Decisions decisions decisions.
Haven’t you made some pretty dumb decisions in your life? I definitely have, and they aren’t always easy to come back from, but there is nothing else you can do but that.
Growing up, everyone tells you how “none of this matters”, “the drama doesn’t matter”, “let it go” etc. But why? It truly does. Those experiences shape you in even the tiniest ways. Here is my first true “blog” and I am going to tell you a little about myself.
I am 24 years old, I am married, I have a Bup (@scarlett.the.bup), we have our own apartment in a beautiful city, our careers are going, relationship is goals, we have traveled to many cities/countries, I cherish family and absolutely adore my friends. But it wasn’t always this way, nor was it easy to attain.
3 years old and growing up with two sets of grandparents & then some. Not ever truly having a “home.” Uncertain what the weekend may bring. My life completely changed when I was 11. I was screaming for attention and nobody heard it. I did have a family & parents, but I relied on friends and their parents for rides, food, advice, etc. This age is dangerous when growing up. Minds are changing, bodies are changing, nothing makes sense and who ‘tf was there to explain these situations and help get through them!? Middle school to high school was, again, a huge transition in life. I was ripped away from some of my best friends and now set to make new ones. Again, relying on new friends, the cycle continued. Except, no one truly tells you how crucial these relationships are.
I definitely have repressed memories for SO many years of my life. Someone can tell me about a memory they so easily remember and I have to sit there and think long and hard just to remember a glimpse of it- maybe. I actually have to ask questions in order to make sure I know what they are talking about. Not remembering the hurtful moments, has also caused me to forget the good ones. How awful, right!?
Which brings me to where I am now.
I truly feel awful to everyone that was destroyed by me and my actions along the way to finding myself. I always had my guard up, to protect. I lashed out and pushed away, to ensure that I got to you first before you found a reason to leave, too. This mentality was dangerous and it was the fault of many failed friendships, relationships, and failed commitments. I am sorry.
So what now?
This has truly felt like a 12 step program. Admit what I’ve done, accept it, make a decision to change, get help- go to therapy, talk openly about it, and just freaking do it.
So that is what I did. Accepting demons and other peoples demons for that matter because wtf, I was a child- children should be protected, they shouldn’t feel what adults are feeling, adults are a child’s only world. But then, I wasn’t a child anymore… it was time to make my own decisions, and as a teenager, I had failed at doing so.

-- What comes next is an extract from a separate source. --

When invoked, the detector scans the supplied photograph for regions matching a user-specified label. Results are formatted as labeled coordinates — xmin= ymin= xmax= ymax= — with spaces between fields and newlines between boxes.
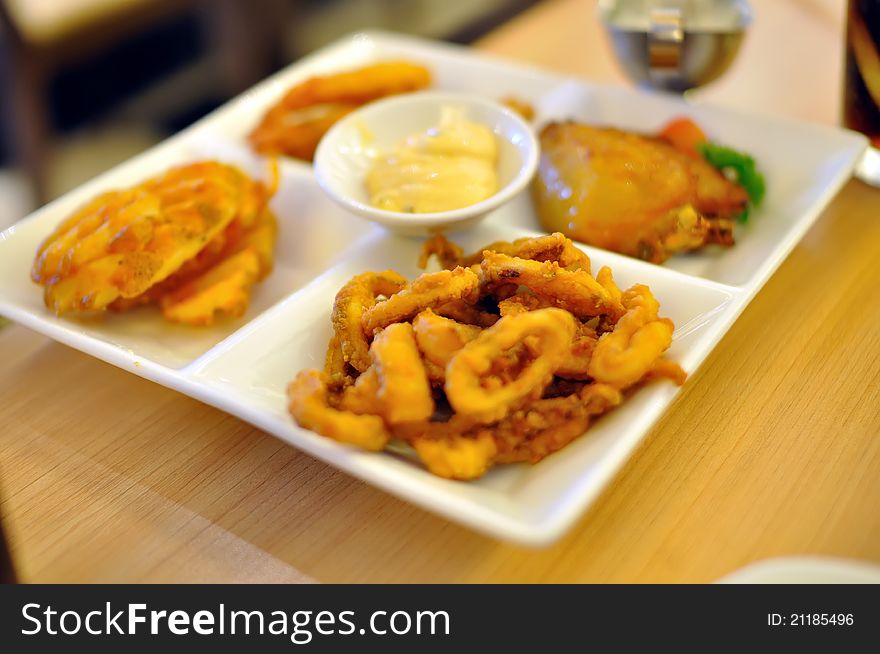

I decided that starting with my relationship was the best place to start. After all, this is the man that is choosing me, every single day. He has seen me at my lows and he deserves me at my highs. Having a truly supportive significant other was very important, after all, he is the one I want to spend my life with. He understood the blow ups, anxiety attacks, and more, and even when he didn’t, he took it all with the thought of, ‘she is working on it, we are working on it, and we will get through this.’
Do not underestimate therapy. Why is it so taboo? I have seen different therapists and there is something intriguing about the fact that this person doesn’t know anything about you, so you can be you- strange, right? My first therapist actually taught me how to control my anxiety better, find the root, and meditate- do I do this often? not anymore, but it was part of the steps I had to learn. Finding the root! So important. My OCD and need for control were a negative thing, but I have turned them into positives in my life. When finding a therapist, do not just make an appointment. Research. Decide what elements you need in order to feel comfortable. When you have your first session, it is not to scare you or intimidate you… you need to interview the therapist. Ask your therapist, “what kind of therapy modality do you use and how will you use it with me?” and go from there. I learned that modalities are “types” of skills and styles that a therapist uses. For example, mine got his education (masters) but did specific trainings and much more education over the years to truly help his patients use meditation as part of their healing process. He never steered away from it… so if your therapist is confused or says they practice many types, etc. schedule an appointment with a different one and try again. Your health is important, get through this process- even if it seems a bit stressful.
Bottom line, life is not always flowers and rainbows. Nor will you ever see rainbows if you don’t work your ass off to find your flaws and weaknesses and make a change for the better. Get up everyday, love yourself with positive affirmations, find a reason to do something each day, set goals, have a hobby do some crafts. Your past is in the past. Learn from it and move ‘tf on. Get through it, talk about every feeling you feel, at the very least, embrace those feelings. Let people in. Check in with your friends, remind them that they are important. Check in on your family members. People don’t have to like you. Be you, and if someone doesn’t like that you are doing your absolute best, forget them.
Happy 2021, the comeback, the get healthy, the do you year (but do it forever)!
I am beautiful, I am strong, I am loved, I am kind.